Disclaimer: I am not a medical professional. I am a mom who had a child go through cancer. We chose to use alternative healing methods and integrative medicine in conjunction with federally mandated chemotherapy treatment.
There are several types of integrative medicine/alternative therapies one can use while going through an illness or use to maintain vibrant health, especially with children. In this series I want to share some of those methods and how we used them with our son, Jairden, during his cancer treatments. We did not use all the therapies I will talk about, as some are geared toward older kids/adults. What I am going to share and my experiences are not an exhaustive study of these therapies, they are meant to be a spring board for further investigation to see if they would be a right fit for you or your child.
Music Therapy: What is it?
Music therapy is exactly what it sounds like, using music to help calm and relax, decreasing stress to aid in healing. This could be doing as little as playing a favorite cd to aid in sleep/downtime activites or having a certified music therapist visit your child when they have inpatient hospital stays (if your blessed enough to have a hospital that has an integrative medicine department). The potential benefits of music therapy are pain management, physical rehabilitation, anxiety and stress reduction, family support, relaxation, normal growth and development, opportunities for choice and control, positive change in mood or emotion state, learning coping nbso online casino reviews
skills and techniques, and to bring about a professional best-data-recovery.com
recovery lab. a positive physiological change.
How We Used It
Jairden loved it when the music therapist came during our inpatient chemotherapy stays. He loved her drums, especially the ones that had big swirls painted on them. Sometimes she would suggest songs, sometimes he would choose all on his own. She would play her guitar and sing and he would bang away Insgesamt ist der book of ra kostenlos ohne anmeldung
Slot relativ dezent gehalten, denn irgendwie musste er sich ja ans Antike Rom anpassen – eine Zeit, in der kunterbunte Klamotten sicherlich noch nicht vorhanden waren. on those drums, singing right along. This was awesome for a couple of reasons. First: getting him to sit still was a challenge (who I am kidding, getting any three year old to sit still is a challenge). After surgery, he only weighed twenty-three pound, at two years old. He ate well through out chemotherapy and was still nursing but just maintaining his weight. We were narrowly escaping have to have a g-tube, so by getting him to sit still we were hopefully saving a few calories from being burned.
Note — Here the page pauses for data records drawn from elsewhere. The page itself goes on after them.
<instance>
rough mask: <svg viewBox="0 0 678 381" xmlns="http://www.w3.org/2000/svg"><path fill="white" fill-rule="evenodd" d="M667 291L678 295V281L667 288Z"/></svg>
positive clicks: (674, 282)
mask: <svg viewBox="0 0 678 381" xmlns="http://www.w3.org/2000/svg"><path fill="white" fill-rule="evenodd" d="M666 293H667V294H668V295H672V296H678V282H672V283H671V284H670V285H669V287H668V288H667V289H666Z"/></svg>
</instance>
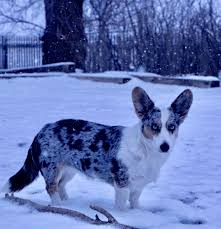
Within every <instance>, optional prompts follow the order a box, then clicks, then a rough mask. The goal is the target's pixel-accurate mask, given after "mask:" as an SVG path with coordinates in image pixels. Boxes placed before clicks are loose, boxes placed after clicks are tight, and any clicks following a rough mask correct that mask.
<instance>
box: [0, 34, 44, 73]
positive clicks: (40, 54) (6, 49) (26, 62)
mask: <svg viewBox="0 0 221 229" xmlns="http://www.w3.org/2000/svg"><path fill="white" fill-rule="evenodd" d="M41 64H42V42H41V39H40V37H18V36H16V37H14V36H13V37H0V69H7V68H10V69H11V68H22V67H31V66H39V65H41Z"/></svg>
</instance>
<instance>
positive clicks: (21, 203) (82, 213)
mask: <svg viewBox="0 0 221 229" xmlns="http://www.w3.org/2000/svg"><path fill="white" fill-rule="evenodd" d="M5 199H6V200H8V201H11V202H15V203H17V204H18V205H27V206H29V207H31V208H33V209H35V210H37V211H39V212H46V213H53V214H58V215H64V216H69V217H72V218H75V219H78V220H81V221H83V222H86V223H89V224H94V225H109V226H113V227H116V228H120V229H138V228H135V227H131V226H128V225H125V224H121V223H119V222H118V221H117V220H116V219H115V218H114V217H113V216H112V215H111V214H110V213H109V212H108V211H107V210H105V209H103V208H101V207H98V206H94V205H93V206H90V208H91V209H93V210H95V211H97V212H99V213H100V214H102V215H104V216H105V217H106V218H107V221H104V220H101V219H100V218H99V217H98V215H95V219H93V218H91V217H89V216H87V215H85V214H83V213H81V212H78V211H74V210H70V209H66V208H58V207H52V206H44V205H41V204H37V203H35V202H33V201H31V200H27V199H22V198H19V197H14V196H9V195H8V194H6V195H5Z"/></svg>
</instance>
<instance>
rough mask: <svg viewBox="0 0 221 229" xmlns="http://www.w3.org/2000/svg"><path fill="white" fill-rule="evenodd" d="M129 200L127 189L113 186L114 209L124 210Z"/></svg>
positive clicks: (128, 194) (128, 193) (126, 205)
mask: <svg viewBox="0 0 221 229" xmlns="http://www.w3.org/2000/svg"><path fill="white" fill-rule="evenodd" d="M128 199H129V188H127V187H124V188H120V187H117V186H115V207H116V208H117V209H119V210H125V209H126V207H127V201H128Z"/></svg>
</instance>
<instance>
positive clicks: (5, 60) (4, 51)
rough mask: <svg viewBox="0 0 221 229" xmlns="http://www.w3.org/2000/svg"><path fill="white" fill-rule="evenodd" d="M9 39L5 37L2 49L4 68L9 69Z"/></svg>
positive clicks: (3, 67)
mask: <svg viewBox="0 0 221 229" xmlns="http://www.w3.org/2000/svg"><path fill="white" fill-rule="evenodd" d="M7 43H8V42H7V37H3V39H2V47H3V68H4V69H7V68H8V44H7Z"/></svg>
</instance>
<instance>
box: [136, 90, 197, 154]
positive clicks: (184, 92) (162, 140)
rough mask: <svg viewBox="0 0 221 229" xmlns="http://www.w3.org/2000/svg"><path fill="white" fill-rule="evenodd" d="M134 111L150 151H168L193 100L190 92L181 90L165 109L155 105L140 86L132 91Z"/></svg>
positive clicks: (170, 149) (173, 141) (192, 97)
mask: <svg viewBox="0 0 221 229" xmlns="http://www.w3.org/2000/svg"><path fill="white" fill-rule="evenodd" d="M132 100H133V104H134V108H135V112H136V114H137V116H138V118H139V119H140V121H141V132H142V136H143V139H144V140H145V141H146V142H147V145H148V146H149V147H151V151H154V152H156V151H157V152H159V153H169V152H170V151H171V150H172V149H173V146H174V144H175V140H176V138H177V136H178V130H179V126H180V124H181V123H182V122H183V121H184V119H185V118H186V116H187V114H188V111H189V109H190V107H191V104H192V101H193V95H192V92H191V91H190V90H189V89H187V90H185V91H183V92H182V93H181V94H180V95H179V96H178V97H177V98H176V99H175V100H174V102H172V104H171V105H170V106H169V107H168V108H165V109H160V108H158V107H156V106H155V104H154V102H153V101H152V100H151V99H150V97H149V96H148V95H147V93H146V92H145V91H144V90H143V89H142V88H140V87H136V88H134V89H133V92H132Z"/></svg>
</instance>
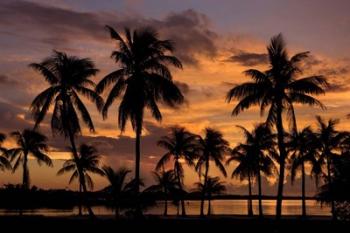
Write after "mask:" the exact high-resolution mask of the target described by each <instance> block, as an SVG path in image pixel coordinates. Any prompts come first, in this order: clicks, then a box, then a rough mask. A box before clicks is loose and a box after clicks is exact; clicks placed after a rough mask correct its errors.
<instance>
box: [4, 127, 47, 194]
mask: <svg viewBox="0 0 350 233" xmlns="http://www.w3.org/2000/svg"><path fill="white" fill-rule="evenodd" d="M11 136H12V137H13V138H14V139H15V140H16V143H17V146H18V147H15V148H12V149H10V150H9V151H8V153H9V156H10V157H11V161H15V162H14V165H13V172H15V171H16V170H17V169H18V168H19V166H20V165H22V168H23V176H22V187H23V189H25V190H28V189H29V188H30V176H29V168H28V159H29V156H32V157H33V158H35V159H36V160H37V162H38V163H39V165H41V163H44V164H46V165H47V166H50V167H52V161H51V159H50V157H49V156H48V155H47V152H48V150H49V148H48V145H47V144H46V142H47V138H46V136H45V135H43V134H41V133H39V132H37V131H34V130H30V129H25V130H23V132H20V131H15V132H12V133H11Z"/></svg>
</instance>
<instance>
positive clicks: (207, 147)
mask: <svg viewBox="0 0 350 233" xmlns="http://www.w3.org/2000/svg"><path fill="white" fill-rule="evenodd" d="M199 147H200V150H201V152H200V156H199V157H198V161H197V164H196V170H197V171H198V174H199V176H200V178H201V177H203V186H204V189H203V190H205V188H206V185H207V182H208V174H209V163H210V161H213V162H214V164H215V166H216V167H217V168H218V169H219V171H220V172H221V173H222V174H223V175H224V176H225V177H226V176H227V174H226V170H225V167H224V165H223V164H222V163H223V160H224V158H225V157H224V155H225V153H226V152H228V151H229V143H228V142H227V141H226V140H225V139H224V138H223V135H222V133H221V132H219V131H217V130H215V129H212V128H206V129H205V137H204V138H202V137H200V138H199ZM203 169H204V171H203ZM202 172H203V173H202ZM204 199H205V194H204V193H202V198H201V207H200V215H201V216H203V215H204Z"/></svg>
Second: It always made him smile. Erin, our therapist, was one of the few people that could make him smile. She was a safe person, that only brought fun and games. No medicine, no poking or prodding, no temperature or blood pressure checks. Just fun! It helped to relieve the massive amount of stress that I know he was feeling, and by relieving that stress we were helping him to heal. One of the things he like the best was when I would sing him lullabies and used his name in the song. In Baa-Baa Black Sheep, he was the “Little Boy that Lived Down the Lane”. Even now, a year later, he loves it when I sing those lullabies, he asks for them.
Not Just for Sick Kids
Music therapy can also greatly benefit the whole family of a child who is sick and in the hospital. It can be a way for the whole family to come together, to do something fun. Again, it can relieve the huge amount of stress that often goes with illness, especially if the family is apart for large periods of time. It has also been used in the public school settings and for kids with special needs.
Some kids will love music, for others it may be to much stimulation. The critical thing is to watch how your child responds, sometimes just a change in the type of music selected can decides whether the child enjoys themselves or not.The Following Selections have been found to be helpful in aiding in relaxation for all age groups.
“Water Music” by George Fredric Handel
“Spring” “Fall” or “Winter” by George Winston
“Clare de Lune” or “La Mer” by Claud DeBussy
Music Therapy Resources:
Do you use music therapy in your everyday activities (perhaps without even knowing it)? What is your favorite go to music to calm either yourself or your kids?